The board issued a statement Wednesday announcing “a suite of new initiatives to improve the quality of continuing education for CFP professionals,” notably adding that “the plan does not, at this time, include CFP Board developing and delivering CE programs.”

Asked about CFP Board's future plans for developing CE programs, spokesman Dan Drummond says, "We're still very focused on continuing education, but at this time we're  concentrating on  the quality of CE, and working with our stakeholders to improve it."

Drummond also notes that the newly announced  initiatives would be implemented over a three- to five-year time period.

FPA OPPOSITION

The CFP Board’s flirtation with becoming a continuing education provider earlier in the year stirred considerable controversy in the financial planning community. The CFP Board “cannot justifiably act as both a regulator for continuing education providers and as a CE provider themselves,” FPA president Michael Branham declared at the association’s annual conference in Orlando in October.

In a subsequent blog post on the Financial Planning website, Branham wrote that the CFP Board’s “potential foray into the CE marketplace is a bad idea that could cause irreparable damage to the CFP designation and the future of the profession.

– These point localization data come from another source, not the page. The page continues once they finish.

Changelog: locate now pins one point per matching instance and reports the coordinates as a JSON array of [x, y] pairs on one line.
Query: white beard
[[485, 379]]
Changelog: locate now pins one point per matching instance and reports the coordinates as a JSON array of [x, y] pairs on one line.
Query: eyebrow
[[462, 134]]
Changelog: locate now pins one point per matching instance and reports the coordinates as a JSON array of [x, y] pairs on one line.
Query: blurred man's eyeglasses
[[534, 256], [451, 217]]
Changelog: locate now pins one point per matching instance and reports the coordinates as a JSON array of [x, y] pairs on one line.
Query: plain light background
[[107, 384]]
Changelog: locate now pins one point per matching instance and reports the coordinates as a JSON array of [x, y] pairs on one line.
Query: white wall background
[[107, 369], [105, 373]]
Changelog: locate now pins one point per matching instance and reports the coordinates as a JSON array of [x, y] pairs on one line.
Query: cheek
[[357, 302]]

If the CFP Board were to enter a competitive landscape with more than 1,200 CE providers -- a list that includes the FPA -- it would raise serious conflict-of-interest concerns.”

The FPA responded to the CFP Board announcement Wednesday with a statement saying it "fully supported" the CFP Board's resolution; it did not mention the CE provider controversy.

CFP BOARD PLANS

The CFP Board says it will be “working to align CE for CFP professionals with CE standards and program review processes currently used by the established professions.”

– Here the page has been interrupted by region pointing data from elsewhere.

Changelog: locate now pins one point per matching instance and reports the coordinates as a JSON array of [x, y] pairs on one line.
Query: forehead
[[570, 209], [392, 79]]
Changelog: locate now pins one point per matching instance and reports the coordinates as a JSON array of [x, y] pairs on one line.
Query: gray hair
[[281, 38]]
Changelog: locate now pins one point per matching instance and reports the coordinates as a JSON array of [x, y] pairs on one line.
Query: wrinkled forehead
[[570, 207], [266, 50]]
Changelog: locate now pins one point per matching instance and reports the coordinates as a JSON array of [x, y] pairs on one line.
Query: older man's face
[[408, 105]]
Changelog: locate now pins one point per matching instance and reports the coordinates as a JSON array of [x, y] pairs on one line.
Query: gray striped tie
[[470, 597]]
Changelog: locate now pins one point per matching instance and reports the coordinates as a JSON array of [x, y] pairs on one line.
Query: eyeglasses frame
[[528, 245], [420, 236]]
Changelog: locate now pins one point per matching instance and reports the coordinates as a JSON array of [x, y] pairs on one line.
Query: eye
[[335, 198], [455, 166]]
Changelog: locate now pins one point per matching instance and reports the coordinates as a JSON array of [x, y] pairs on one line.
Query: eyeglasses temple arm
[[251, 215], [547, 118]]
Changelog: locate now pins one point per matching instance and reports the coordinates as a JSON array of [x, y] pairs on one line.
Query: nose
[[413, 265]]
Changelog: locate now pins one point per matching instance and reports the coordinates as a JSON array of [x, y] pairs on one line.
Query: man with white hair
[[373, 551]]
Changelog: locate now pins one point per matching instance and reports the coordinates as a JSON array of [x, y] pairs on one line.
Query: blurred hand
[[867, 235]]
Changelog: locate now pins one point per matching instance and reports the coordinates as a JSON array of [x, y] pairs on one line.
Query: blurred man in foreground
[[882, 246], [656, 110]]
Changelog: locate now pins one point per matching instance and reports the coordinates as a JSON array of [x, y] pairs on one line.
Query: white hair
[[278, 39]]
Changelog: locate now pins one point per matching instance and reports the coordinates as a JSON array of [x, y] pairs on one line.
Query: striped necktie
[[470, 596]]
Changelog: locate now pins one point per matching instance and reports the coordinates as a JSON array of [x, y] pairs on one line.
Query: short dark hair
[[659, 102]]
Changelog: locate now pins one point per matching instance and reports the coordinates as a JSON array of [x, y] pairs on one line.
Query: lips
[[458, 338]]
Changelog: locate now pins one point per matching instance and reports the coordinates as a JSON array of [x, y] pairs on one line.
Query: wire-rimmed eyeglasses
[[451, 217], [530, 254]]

It says its short- and long-term initiatives will include:

  • A complaint procedure for CFP professionals to report issues with CE programs.
  • Updates to the registration processes for CE sponsors and CE programs to establish heightened expectations and quality standards, provide clear learning objectives and define instructor criteria.
  • Enhanced auditing of CE programs by CFP Board staff, with increased focus on issues related to complaints received from CFP professionals.
  • Collaboration with CE sponsors to redirect the culture of the CE business to focus on quality.
  • A recognition program for CE programs that meet high quality standards and receive positive feedback from CFP professionals.
  • Updates to CFP professionals on the aggregate results of CFP Board’s auditing of CE programs.

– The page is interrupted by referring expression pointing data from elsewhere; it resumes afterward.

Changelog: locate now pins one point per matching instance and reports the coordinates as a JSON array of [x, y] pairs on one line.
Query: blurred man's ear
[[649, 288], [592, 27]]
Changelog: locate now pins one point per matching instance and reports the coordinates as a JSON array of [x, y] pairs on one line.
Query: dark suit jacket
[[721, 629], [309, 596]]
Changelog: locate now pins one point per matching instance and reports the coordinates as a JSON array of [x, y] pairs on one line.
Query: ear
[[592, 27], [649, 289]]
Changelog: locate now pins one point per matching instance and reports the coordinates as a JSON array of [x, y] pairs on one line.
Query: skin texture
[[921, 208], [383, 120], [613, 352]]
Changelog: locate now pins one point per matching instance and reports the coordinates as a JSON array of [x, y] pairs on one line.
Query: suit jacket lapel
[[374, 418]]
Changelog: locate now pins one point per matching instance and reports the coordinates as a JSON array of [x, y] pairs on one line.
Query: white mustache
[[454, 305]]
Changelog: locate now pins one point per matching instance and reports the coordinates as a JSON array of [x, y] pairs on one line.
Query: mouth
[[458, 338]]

“We have heard from CFP professionals and CE program providers alike that we need to improve the quality of continuing education,” Kevin Keller,  the CFP Board’s chief executive officer  said in  a statement. “We are dedicated to making this happen and have set an aggressive course to meet this goal.”
CONCERNS PERSIST

Today’s announcement still raised concerns within the financial planning community, however.

Vickie Hampton, a professor and chair of the Personal Financial Planning department at Texas Tech University in Lubbock, Texas, says she and other faculty teaching financial planning in colleges and universities across the country “are seriously concerned with the caveat ‘at this time’ in the CFP Board announcement.”

Hampton and more than 40 financial planning professors sent a letter to the board on Tuesday saying, “we do not believe the board should ever become conflicted by offering continuing education as long as it is the regulatory body for the CFP marks. We do, however, applaud the board’s efforts to work with certificants and providers to increase the quality of CE.”

Currently, CFP professionals are required to complete 30 hours of continuing education coursework every two years prior to re-certifying, including two hours dedicated to the CFP Board’s Standards of Professional Conduct.

There are presently more than 1,400 CE sponsors offering more than 15,000 CE programs registered with CFP Board, including 60 focusing on CFP Board’s ethical and practice standards.